The Health and Integrity conference called on the leadership of all Australian churches to immediately initiate a program of action and change which must include the following principles:

  • The churches need to take responsibility for the lifelong care and support of all those whose lives have been harmed irreparably. This goes beyond the notion of “redress”. Ongoing care should be based on principles of trauma-informed practice. The churches should urgently review their processes for responding to ensure that victims are not re-traumatised when the seek support and redress from the Church.
  • Clericalism in all its forms should be rejected.
  • Any restoration of public trust in the churches will be dependent on a commitment to contemporary ethical standards of good governance based on the principles of transparency, accountability and inclusivity. There can be no theological excuse for poor governance structures and practices.
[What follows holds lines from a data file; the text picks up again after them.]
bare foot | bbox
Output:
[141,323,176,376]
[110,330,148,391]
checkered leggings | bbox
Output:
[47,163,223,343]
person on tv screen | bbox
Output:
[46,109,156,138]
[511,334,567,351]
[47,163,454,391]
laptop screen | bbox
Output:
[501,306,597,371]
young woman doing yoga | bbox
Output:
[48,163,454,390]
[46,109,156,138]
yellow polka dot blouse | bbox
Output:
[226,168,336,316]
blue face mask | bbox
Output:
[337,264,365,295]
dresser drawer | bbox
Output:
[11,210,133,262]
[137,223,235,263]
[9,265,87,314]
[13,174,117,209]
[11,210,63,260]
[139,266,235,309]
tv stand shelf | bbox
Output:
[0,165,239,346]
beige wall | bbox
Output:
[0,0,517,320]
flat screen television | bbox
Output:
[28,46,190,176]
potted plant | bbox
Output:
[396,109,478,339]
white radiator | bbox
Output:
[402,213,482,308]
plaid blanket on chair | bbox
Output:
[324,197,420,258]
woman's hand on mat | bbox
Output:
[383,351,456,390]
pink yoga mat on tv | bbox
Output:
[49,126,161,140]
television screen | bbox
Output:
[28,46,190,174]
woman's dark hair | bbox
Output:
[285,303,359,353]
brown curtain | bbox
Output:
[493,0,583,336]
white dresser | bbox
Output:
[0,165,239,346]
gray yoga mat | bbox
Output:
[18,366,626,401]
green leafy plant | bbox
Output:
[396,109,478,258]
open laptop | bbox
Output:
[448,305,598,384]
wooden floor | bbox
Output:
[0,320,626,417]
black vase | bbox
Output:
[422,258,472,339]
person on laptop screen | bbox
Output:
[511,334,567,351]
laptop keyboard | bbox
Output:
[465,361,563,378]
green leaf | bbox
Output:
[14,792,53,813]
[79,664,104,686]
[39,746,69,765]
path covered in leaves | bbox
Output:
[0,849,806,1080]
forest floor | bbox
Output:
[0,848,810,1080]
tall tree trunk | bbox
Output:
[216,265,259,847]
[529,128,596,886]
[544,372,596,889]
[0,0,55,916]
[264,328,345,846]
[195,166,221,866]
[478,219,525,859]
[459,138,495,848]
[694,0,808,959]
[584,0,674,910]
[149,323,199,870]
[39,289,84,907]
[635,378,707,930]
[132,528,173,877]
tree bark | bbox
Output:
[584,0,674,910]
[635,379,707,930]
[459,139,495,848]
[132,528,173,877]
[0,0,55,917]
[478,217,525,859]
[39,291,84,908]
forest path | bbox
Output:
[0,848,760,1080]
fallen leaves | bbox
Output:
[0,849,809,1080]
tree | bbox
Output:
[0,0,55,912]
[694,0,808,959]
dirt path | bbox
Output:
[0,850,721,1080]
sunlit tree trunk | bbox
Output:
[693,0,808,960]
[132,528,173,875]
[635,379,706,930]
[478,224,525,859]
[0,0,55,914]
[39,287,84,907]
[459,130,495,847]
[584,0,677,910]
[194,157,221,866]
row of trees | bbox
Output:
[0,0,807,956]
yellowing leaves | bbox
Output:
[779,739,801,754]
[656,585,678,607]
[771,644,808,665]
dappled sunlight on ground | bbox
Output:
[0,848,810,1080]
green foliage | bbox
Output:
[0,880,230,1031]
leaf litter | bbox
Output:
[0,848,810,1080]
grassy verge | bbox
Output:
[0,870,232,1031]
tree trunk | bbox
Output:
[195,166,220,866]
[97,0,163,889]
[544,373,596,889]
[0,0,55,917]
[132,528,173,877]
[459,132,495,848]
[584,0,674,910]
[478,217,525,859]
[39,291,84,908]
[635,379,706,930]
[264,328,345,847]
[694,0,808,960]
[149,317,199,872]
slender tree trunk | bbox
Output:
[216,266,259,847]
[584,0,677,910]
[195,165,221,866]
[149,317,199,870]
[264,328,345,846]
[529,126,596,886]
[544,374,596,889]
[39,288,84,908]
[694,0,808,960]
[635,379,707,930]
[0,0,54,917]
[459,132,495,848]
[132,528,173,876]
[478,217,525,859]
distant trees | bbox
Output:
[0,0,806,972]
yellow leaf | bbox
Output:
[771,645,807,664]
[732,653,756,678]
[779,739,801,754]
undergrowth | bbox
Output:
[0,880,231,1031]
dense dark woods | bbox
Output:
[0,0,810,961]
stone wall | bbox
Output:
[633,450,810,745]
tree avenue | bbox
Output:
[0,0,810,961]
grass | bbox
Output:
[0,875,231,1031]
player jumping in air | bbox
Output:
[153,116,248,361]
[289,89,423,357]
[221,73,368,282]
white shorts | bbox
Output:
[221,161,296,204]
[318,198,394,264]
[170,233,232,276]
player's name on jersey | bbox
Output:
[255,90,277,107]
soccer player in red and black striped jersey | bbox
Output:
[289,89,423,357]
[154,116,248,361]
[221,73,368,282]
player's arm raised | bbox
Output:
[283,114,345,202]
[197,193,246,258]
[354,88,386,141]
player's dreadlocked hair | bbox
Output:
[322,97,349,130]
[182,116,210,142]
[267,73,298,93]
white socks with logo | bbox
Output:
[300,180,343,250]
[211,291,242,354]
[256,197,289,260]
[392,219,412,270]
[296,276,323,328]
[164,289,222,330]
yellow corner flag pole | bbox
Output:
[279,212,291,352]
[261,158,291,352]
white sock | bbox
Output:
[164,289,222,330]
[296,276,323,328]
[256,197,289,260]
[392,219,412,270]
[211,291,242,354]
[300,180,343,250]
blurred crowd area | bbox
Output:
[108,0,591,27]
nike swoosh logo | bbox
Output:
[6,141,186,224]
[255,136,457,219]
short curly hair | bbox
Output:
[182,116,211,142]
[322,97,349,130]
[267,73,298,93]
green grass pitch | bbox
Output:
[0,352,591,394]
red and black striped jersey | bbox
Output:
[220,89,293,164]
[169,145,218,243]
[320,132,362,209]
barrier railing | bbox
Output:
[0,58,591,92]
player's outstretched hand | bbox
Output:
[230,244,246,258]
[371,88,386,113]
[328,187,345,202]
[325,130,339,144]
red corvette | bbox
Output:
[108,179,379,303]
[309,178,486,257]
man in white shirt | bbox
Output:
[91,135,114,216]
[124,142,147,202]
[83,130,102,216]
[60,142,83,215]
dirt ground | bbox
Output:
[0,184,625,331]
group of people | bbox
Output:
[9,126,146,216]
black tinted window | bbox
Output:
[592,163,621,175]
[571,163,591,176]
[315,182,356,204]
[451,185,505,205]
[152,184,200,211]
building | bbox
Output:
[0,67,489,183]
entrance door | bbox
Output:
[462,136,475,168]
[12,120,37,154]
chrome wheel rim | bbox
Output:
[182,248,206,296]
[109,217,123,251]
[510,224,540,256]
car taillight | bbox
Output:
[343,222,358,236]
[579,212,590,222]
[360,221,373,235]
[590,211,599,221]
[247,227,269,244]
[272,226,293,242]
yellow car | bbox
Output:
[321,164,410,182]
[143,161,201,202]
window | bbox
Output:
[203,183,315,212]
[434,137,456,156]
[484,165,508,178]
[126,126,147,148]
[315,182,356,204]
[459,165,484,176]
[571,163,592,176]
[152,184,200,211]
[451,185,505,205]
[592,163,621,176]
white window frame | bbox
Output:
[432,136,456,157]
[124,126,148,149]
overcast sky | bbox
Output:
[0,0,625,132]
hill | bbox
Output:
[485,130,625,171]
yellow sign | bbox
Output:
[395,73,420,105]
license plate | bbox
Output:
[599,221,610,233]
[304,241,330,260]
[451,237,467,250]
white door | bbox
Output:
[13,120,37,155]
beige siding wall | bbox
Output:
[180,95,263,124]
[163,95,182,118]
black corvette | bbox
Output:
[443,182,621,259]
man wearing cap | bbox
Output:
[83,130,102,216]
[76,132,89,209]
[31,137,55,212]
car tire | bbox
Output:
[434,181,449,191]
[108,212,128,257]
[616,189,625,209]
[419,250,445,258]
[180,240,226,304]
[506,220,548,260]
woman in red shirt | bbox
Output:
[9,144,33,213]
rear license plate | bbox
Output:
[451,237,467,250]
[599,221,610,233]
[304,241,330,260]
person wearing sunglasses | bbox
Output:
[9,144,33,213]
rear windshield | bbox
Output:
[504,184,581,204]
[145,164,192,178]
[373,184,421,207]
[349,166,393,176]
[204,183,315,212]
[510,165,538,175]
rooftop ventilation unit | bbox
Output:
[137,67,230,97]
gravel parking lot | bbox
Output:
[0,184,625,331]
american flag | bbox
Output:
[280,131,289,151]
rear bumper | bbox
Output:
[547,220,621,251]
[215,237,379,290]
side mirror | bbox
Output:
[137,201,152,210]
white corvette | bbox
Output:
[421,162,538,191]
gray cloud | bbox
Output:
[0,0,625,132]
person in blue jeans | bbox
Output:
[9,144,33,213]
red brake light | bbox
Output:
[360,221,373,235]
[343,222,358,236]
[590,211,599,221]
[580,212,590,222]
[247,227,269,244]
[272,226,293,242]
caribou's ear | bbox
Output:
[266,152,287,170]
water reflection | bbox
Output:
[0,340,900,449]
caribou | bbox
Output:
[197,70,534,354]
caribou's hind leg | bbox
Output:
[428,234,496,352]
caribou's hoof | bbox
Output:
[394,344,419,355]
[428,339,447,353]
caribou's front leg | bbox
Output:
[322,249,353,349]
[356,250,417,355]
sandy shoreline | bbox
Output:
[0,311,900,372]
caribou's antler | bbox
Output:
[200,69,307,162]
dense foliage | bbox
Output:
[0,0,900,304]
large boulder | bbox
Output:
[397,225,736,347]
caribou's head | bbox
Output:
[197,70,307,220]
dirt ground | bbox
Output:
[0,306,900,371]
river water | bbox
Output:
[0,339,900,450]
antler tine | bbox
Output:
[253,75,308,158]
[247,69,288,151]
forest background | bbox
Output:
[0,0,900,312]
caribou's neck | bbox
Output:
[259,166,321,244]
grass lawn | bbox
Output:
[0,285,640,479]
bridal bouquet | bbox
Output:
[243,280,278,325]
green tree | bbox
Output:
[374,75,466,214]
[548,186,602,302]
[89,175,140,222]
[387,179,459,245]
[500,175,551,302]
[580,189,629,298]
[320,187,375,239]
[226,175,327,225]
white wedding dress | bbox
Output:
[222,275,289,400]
  • It is essential that the laity, and especially women, are supported to take their rightful place in all aspects of church life, including governance.
  • All Christian churches should participate fully in the national apology to victims of institutional child sexual abuse on 22 October 2018.
  • The churches should also consider instituting a shared National Day of Remembrance on the anniversary of the release of the Royal Commission’s report on 15 December 2017, to ensure that the testimony of victims and survivors of child sexual abuse continues to be heard, and to be an occasion on which each church reports publicly on its progress in implementing the Royal Commission recommendations and reforming its governance and culture. It should also be an occasion to celebrate those righteous truth-tellers who refused to keep silent about the abuse and those who have worked in the interests of victims and child safety.